2015年12月26日

警察庁、自動小銃導入へ(2)

警察庁、自動小銃導入へ(2)
 銃を選択する際には操作性が重要な判断材料の1つになりますが、近年ではボディーアーマーが装備品として必需品となっていますので、昔ながらのウィーバー・スタンスではなく、小銃でもアイソセレスで構える傾向にあります。そうなると、89式やG36などのフルサイズのストックではボディーアーマーを着用した状態でアイソセレスに構えることがかなり難しいです。何故アイソセレスに構える必要があるのか?それが分からない人は近年のボディーアーマー、特にライフル・プレートの特性をよく知らないのでしょう。

 ところでここ数年の間に、ドイツ国内においてG36の性能に対して批判的な意見が聞かれています。アフガンでの戦闘の経験から、連射や環境などの影響で極端に銃身が熱せられた際の命中精度の低下が指摘されています。しかし、HK社や他による再検証ではその様な性能の低下は見られず、またドイツ連邦軍による検証実験にHK社がオブザーバーとしても参加させられていないなど、実際にどの程度の問題がるのか、そもそも一部で報告があったような命中精度ど低下といった問題があったのか、正式な報告者が出るまではまだ暫く時間がかかりそうです。

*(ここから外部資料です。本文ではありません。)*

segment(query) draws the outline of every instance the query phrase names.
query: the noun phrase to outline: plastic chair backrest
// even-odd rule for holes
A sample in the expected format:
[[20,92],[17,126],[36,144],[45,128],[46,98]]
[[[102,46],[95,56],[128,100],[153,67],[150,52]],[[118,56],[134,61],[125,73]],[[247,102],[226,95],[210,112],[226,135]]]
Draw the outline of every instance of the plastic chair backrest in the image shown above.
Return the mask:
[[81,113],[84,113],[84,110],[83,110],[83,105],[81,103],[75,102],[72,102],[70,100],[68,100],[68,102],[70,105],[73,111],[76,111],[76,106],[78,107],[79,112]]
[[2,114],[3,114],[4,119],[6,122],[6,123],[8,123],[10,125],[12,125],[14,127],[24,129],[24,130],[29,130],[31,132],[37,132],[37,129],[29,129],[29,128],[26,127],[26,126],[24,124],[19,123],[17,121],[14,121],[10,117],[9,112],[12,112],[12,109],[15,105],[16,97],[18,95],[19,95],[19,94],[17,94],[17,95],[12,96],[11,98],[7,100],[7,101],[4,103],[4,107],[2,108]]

 そもそもG36は約20年間に渡り30ヵ国以上で使用され、ドイツ連邦軍だけでも約18万丁が使用されていますが、問題となっている性能の低下はここ最近まで全く聞かれていません。また、ドイツ連邦軍も正式にHK社に問題点を報告したこともなく、一部の「内部告発」的なものがメディアを通じて軍とHK社に挙げられた様な形ですので、本件の真相には興味があります。

 また、最近ではEOTECHが極端な気温差に晒されるとゼローイングがずれるとの指摘も挙げられています。約23℃の環境でゼローイングを行った際に、-40℃或は50℃の環境下で最大で4MOAのズレが生じると報告されています。極地で戦く部隊や世界中のあらゆる地域へ展開する特殊部隊であればこの問題は大きなものですが、限定的な地域で活動する警察部隊にとっては差ほど気にならない問題です。因みに4MOAのズレとは、100m先で約12cmの差になります。

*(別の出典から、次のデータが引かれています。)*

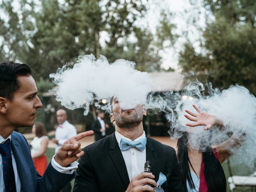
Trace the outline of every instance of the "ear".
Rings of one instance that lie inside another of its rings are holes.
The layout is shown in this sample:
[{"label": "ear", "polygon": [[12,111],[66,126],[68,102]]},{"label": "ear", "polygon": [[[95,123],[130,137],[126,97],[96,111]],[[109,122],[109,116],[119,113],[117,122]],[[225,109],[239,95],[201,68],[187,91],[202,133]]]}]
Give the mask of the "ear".
[{"label": "ear", "polygon": [[143,114],[143,115],[145,116],[147,116],[147,112],[146,110],[146,109],[143,107],[142,107],[142,113],[143,113],[142,114]]},{"label": "ear", "polygon": [[114,118],[114,115],[113,114],[113,113],[110,114],[110,121],[112,123],[113,123],[113,122],[115,121],[115,118]]},{"label": "ear", "polygon": [[5,97],[0,97],[0,113],[5,114],[7,112],[7,103],[9,101]]}]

 ただ、EOTECHは警察部隊が遭遇するであろう戦闘距離には最も有効な光学装置です。ローライトでの使用時には少々注意が必要ですが、Aimpointよりもレティクルが見やすのと、暗視装置と組み合わせて使用する際のレティクルの視認性の高さから、難しい訓練を必要とせず隊員が習熟することが可能です。逆に個人的には自衛官にはドットサイトよりもTrijiconのACOGを勧めたいです。近接戦闘から300mを超える射撃まで、サイトの修正をすることなく当てることが出来ますので、実際に使ってみてさすが海兵隊が装備しているものだと感心しました。

 話が逸れましたが、警察庁は自動小銃の配備だけでなく、防弾車両の装備も検討しているとのことです。アメリカのSWATで現在よく使用されているのがLENCO社のBearcatですが、この車体はNIJレベルIVの防弾性能を有しています。10名のフル装備の隊員が乗れますが、国内の道路事情を考慮すると残念ながら導入は難しいのではないでしょうか。ならいっそ軽装甲機動車は?最近は空自の一部部隊にも導入されつつありますが、海自と警察も導入するとなれば、製造コストの低下にも相互運用性の向上にも寄与出来るのでは?

 警察庁、自動小銃導入へ(2)
 また、噂では自衛隊は次期拳銃にS&W社のM&Pを候補に上げているとかいないとか。最近ロサンゼルス郡保安官事務所(LASD)で暴発事故が多発していると報告され、次期拳銃の選定作業に影響があるのではと言われていますが、これは機械的な問題から発生する暴発(Accidental Discharge)ではなく人為的な問題から発生する暴発(Negligent Discharge)が原因です。ただ単に新しい拳銃を装備された保安官が捜査に慣れていないだけでなく、ベレッタでは問題がなかった操作上の悪い癖が付いていたことから起こった事故であり、不用意に引き金に指をかけなければ撃発することはありません。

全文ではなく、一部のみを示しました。